コンサドーレ
2022/02/11 14:13

《河合CRC竜の眼》小野 マネジメントにも役割

最高の教材となる小野。42歳の経験値を若手選手たちに植え付ける

 北海道コンサドーレ札幌の河合竜二CRC(コンサドーレ・リレーションズチーム・キャプテン、43)が赤黒戦士の魅力に迫る連載企画。今回はMF小野伸二(42)に注目する。10代から親交を深め、「家族よりも知っている」という河合CRCが、天才を深掘りする。

とにかく楽しそうにプレー

 初めて伸二を見たのは彼が高1の時。福島国体で「静岡に1年生10番ですごいやつがいる」と聞いて見にいった。もうビックリ。ボールタッチはもちろん、フィジカルも強く、ドリブルでゴリゴリ抜いていた。想像力も周りとは違って、当時からとにかく楽しそうにプレーしていた。

 浦和で一緒にプレーしたが、実は結構負けず嫌い。楽しむ力と勝負へのこだわりを兼ね備えた、僕が出会った中で間違いなく、日本で過去最高のプレーヤーだ。
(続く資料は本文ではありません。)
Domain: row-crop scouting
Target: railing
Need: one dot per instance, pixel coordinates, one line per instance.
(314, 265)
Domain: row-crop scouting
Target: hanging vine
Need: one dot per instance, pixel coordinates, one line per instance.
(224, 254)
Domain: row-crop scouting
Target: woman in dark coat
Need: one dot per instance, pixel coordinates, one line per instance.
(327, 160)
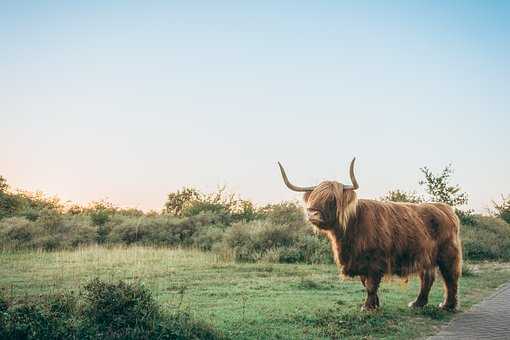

 42歳、J1最年長でのプレー。本当にうらやましい。これからは勝利への貢献と同時に、チームをどう導いていくか―。マネジメントの部分で重要な役割がある。プレーで見せるのは、伸二にとっては当たり前。それ以上の部分を見てみたい。

 年齢やけがでスピードは落ちた分、スタイルの変化はある。だが技術と判断力はずばぬけているし、衰えない。謙虚な人間性も含め、若手が学ぶことはたくさんある。レジェンドとプレーできる喜びを感じてほしい。

 いよいよ来週、J1が開幕する。ミシャさんが率いて5年目。コンサドーレの歴史を振り返っても、これまでにないくらい充実の戦力が揃った。菅野が1人で引っ張ってきたが、(西)大伍の経験や(興梠)慎三のプレーで引っ張る姿勢が加わり、心強い。伸二を筆頭に、非常にバランスのいいチームになった。

 ワクワク感をサポーターも持っていると思う。クラブ創設25周年を経て、新たな一歩を踏み出す1年。期待している。